It is difficult to get an accurate reading on how commonly a word is used in a given society. In fact, the task of measuring word frequency fully objectively is inherently impossible. The results will always be affected by the size of the corpus and the choice of the texts entered in it. On a global scale, where words take on subtle new meanings as they are appropriated into the semiotic structure of the actor and thereby changed, the problem becomes even more obvious. Frequency means nothing without cultural context.
This is not to say that frequency isn’t important. It is important and revealing. Frequencies are only broadly indicative of cultural salience and they can only be used as one among many sources of information about a society’s cultural preoccupations. But measurements only tell part of the story. And when they are decontextualized or proscribed meanings based on the person developing the algorithm that assigns sentiment. They give a potentially false understanding. To be correctly interpreted, figures have to be considered in the context of an in-depth analysis of meanings.
If four thousand people call a product “shitty,” it is fair to say that four thousand people reacted negatively to it. But that measurement can’t tell us about the culture of those people – are they engineers addressing it from a technological angle? Are they Venezuelan students reacting to a larger political issue? We assume that a word can be easily categorized along a linear trajectory – negative/positive, etc. But this isn’t necessarily the case. Words can be studied as focal points around which cultural domains are organized. By exploring these focal points in depth, we may be able to show the general organization principles which lend structure and coherence to a cultural domain as a whole, and which often have an explanatory power extending across multiple domains.
The underlying principle lacking in current social media monitoring processes is allolexy. The term allolexy refers to the fact that the same element of meaning may be expressed in a language in two or more different ways. Just as one word can be associated with multiple meanings, one meaning can often have two or more different lexical exponents. For example, in English, I and me are allolexes of the same primitive concept (In Latin, Ego). Often allolexes of a semantic primitive are in complimentary distribution. So in English, a combination of the semantic primitives someone and all is realized as everyone or everybody. In these particular contexts –one and –body can be seen as allolexes of someone; and –thing can be seen as an allolex of something. This notion of allolexy plays a particularly important role in social media monitoring because it allows us to build inflectional categories. For example, the forms am doing, did, and will do used without temporal adjuncts convey different meanings, but when combined with the temporal adjuncts now, before now, and after now, as in the sentences below, they are in complementary distribution and can be seen as allolexes of the same primitive DO:
- I am doing it now.
- I did it before now.
- I will do it after now.
When we apply an approach derived from an allolexical perspective, we can start to determine where sentences or words “match,” semantically, across languages, even though inflectional categories can differ considerably from language to language. In other words, if a word is taken out the process of discourse, it loses meaning and is therefore subject to interpretation that lacks a way of accounting for either semantic variance or semantic stability – it is nothing short of a guess.

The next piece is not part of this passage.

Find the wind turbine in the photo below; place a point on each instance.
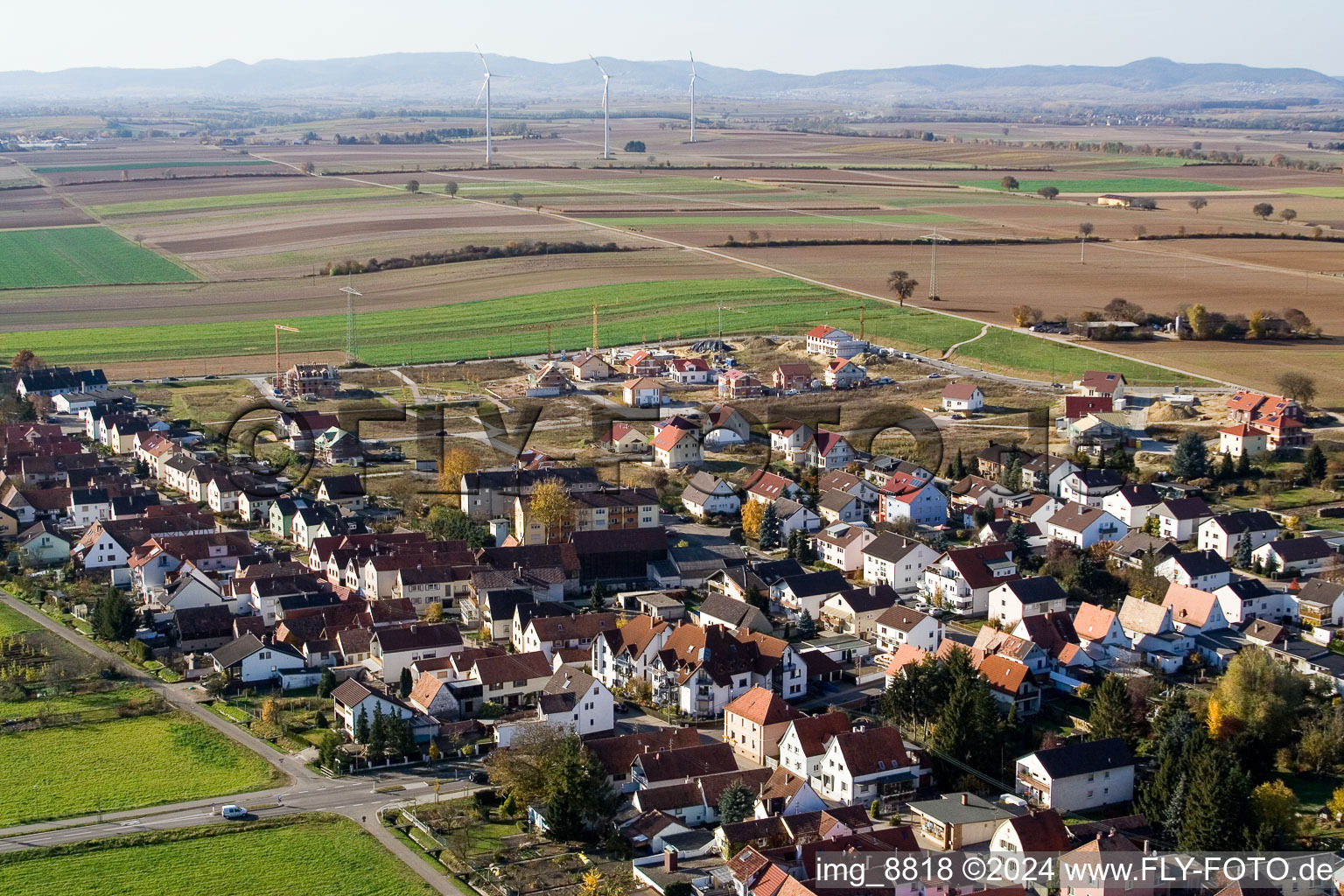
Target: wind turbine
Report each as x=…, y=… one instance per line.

In a sense it is true that words have no “fixed” meanings because meanings of words change. But if they were always fluid and without any “true” content, they could not change either. Words do have identifiable, “true” meanings, the precise outlines of which can be established on an empirical basis by studying their range of use and articulating the contexts that subtly repurpose them. The key point is that social media monitoring today does not account for semantic deviation and language as fundamentally tied to discourse.